There is some tendency in modern western culture as to either disbelieve or overemphasize the extent to which totalitarian societies controlled their citizens. You have, on one hand, a culture based around granted liberties that ‘come naturally’; freedom of speech, freedom of press, freedom of religion, and so on. If such things come naturally, they ask, citizens of these countries have no defense for turning these freedoms over to state discretion. The other argument tends to lie in the more cynical logos that humans, when pressed and deceived hard enough, are capable of anything they are told to do.
This is not the case for either of them, however. Any society large enough to become a force to be reckoned with, as our two main examples of the USSR under Stalin and Nazi Germany certainly were, is large enough to have some dissent. Certainly, very little of this dissent was violent or overt, but it was just as much an affront to the regime that the Old Believers survived in Russia or that Communist posters continued to be pasted up in Hamburg until 1937. Gestapo reports themselves admitted a growing antipathy towards what was thought would be war with Czechoslovakia in 1938, and there are recorded instances of wartime criticism towards Stalin by the common people, and even within the NKVD rank-and-file itself.

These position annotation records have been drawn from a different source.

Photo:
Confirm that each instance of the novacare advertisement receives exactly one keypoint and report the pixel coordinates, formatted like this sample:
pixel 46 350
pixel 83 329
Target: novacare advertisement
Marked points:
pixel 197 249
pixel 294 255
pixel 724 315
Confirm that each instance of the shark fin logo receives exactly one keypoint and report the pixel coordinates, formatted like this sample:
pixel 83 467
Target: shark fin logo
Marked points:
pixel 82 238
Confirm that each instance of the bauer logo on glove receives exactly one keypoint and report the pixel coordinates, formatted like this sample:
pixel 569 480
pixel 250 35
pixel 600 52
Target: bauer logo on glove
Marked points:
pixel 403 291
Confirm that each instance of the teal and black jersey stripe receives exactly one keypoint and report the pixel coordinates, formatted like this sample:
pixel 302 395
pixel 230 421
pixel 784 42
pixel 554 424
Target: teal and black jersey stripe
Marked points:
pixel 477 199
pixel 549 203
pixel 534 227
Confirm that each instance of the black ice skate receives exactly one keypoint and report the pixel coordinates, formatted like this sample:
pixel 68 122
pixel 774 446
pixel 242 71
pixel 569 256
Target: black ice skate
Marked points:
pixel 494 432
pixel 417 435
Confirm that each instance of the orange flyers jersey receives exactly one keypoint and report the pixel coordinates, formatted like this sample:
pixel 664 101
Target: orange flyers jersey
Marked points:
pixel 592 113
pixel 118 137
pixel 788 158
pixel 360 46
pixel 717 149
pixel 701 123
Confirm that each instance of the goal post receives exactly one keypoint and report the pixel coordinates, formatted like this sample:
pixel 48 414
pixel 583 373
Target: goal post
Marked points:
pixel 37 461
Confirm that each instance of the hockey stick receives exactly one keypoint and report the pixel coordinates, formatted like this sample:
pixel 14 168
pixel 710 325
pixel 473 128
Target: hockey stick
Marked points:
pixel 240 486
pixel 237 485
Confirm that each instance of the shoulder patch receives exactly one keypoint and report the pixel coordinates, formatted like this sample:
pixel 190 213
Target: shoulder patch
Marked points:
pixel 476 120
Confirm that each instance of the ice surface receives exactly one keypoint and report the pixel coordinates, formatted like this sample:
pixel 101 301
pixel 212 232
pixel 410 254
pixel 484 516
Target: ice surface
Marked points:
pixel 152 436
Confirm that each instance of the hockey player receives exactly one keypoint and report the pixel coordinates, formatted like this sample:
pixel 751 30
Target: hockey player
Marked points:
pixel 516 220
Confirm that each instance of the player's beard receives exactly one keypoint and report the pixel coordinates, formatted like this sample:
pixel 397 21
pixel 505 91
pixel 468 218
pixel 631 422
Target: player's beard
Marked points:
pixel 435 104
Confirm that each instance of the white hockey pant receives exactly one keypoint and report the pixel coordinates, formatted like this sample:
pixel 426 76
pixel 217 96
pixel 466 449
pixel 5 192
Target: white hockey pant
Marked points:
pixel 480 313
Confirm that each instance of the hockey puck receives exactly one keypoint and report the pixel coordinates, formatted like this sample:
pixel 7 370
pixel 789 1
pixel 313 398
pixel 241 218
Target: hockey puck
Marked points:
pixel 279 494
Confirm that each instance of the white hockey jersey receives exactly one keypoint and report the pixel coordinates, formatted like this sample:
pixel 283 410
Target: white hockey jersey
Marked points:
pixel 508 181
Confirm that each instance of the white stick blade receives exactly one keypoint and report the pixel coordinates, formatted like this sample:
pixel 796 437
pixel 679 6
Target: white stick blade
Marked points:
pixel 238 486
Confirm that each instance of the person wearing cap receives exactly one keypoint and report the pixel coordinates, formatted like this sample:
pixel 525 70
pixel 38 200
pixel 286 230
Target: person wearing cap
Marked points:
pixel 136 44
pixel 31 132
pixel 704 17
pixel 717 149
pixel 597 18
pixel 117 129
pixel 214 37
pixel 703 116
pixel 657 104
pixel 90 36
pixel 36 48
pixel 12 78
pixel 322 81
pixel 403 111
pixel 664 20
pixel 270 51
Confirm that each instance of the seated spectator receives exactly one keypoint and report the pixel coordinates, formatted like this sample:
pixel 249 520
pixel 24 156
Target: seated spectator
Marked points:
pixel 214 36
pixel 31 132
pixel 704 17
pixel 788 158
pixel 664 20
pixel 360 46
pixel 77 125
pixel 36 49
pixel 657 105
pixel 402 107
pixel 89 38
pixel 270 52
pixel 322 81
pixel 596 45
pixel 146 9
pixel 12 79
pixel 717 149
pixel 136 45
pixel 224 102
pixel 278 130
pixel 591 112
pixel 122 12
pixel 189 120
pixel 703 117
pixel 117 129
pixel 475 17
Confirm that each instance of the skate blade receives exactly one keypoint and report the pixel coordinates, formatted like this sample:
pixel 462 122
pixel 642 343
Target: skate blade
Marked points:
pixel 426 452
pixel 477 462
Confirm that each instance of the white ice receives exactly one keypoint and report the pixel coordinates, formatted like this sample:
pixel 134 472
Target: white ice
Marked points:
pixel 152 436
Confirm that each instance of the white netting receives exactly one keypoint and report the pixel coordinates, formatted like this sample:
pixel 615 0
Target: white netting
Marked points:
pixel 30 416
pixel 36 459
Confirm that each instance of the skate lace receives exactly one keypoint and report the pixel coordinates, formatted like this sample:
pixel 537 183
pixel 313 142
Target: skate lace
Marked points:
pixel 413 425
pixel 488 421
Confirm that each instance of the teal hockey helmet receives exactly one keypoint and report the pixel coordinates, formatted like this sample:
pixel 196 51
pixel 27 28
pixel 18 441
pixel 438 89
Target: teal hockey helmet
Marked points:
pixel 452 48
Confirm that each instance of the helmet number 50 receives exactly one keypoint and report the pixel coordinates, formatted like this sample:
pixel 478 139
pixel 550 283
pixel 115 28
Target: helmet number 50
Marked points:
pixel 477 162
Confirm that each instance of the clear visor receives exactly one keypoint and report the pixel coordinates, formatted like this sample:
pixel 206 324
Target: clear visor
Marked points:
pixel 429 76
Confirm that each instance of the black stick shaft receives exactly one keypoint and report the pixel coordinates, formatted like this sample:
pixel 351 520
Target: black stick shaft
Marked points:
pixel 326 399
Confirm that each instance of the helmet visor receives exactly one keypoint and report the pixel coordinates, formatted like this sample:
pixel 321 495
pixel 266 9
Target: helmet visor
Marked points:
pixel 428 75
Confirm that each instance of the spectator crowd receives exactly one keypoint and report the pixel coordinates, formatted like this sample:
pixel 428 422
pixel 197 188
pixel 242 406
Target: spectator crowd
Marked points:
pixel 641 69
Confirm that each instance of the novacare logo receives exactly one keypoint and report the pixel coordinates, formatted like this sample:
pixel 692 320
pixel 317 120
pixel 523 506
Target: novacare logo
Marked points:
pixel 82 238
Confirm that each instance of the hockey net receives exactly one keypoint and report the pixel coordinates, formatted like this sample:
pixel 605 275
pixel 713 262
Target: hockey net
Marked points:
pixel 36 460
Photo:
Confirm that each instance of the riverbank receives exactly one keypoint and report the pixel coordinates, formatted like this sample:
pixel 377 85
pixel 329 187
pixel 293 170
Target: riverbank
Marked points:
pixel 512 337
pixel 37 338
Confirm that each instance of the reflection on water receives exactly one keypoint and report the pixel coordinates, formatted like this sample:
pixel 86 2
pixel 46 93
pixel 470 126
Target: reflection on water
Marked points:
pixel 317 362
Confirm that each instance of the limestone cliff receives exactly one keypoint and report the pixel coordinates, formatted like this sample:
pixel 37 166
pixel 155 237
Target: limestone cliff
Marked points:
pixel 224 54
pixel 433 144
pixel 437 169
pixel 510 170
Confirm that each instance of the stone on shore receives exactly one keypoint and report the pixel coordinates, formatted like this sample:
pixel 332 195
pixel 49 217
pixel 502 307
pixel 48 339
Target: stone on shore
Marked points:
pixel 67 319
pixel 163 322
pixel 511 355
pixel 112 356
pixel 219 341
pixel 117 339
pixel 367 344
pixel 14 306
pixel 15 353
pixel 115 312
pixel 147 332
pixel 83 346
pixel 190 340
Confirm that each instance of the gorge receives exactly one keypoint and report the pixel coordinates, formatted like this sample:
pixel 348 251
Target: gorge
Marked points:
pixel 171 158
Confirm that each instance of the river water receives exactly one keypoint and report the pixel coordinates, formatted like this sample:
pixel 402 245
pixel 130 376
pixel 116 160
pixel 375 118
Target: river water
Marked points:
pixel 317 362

That is not to say that totalitarian regimes did not exert vast powers over the lives of the ordinary citizen. They controlled the economy, the job flow, the media, the arts, the police, and the schools, usually with overlapping organizations. In practice, neither were they subject to their own rules and regulations, which, in the case of Nazi Germany especially, were often quite fussy and bureaucratic. Nor is it to say totalitarianism was guaranteed victory over the Weimer Parliamentary system or the Leninist authoritarian state; it was antipathy and apathy towards these systems that let it win.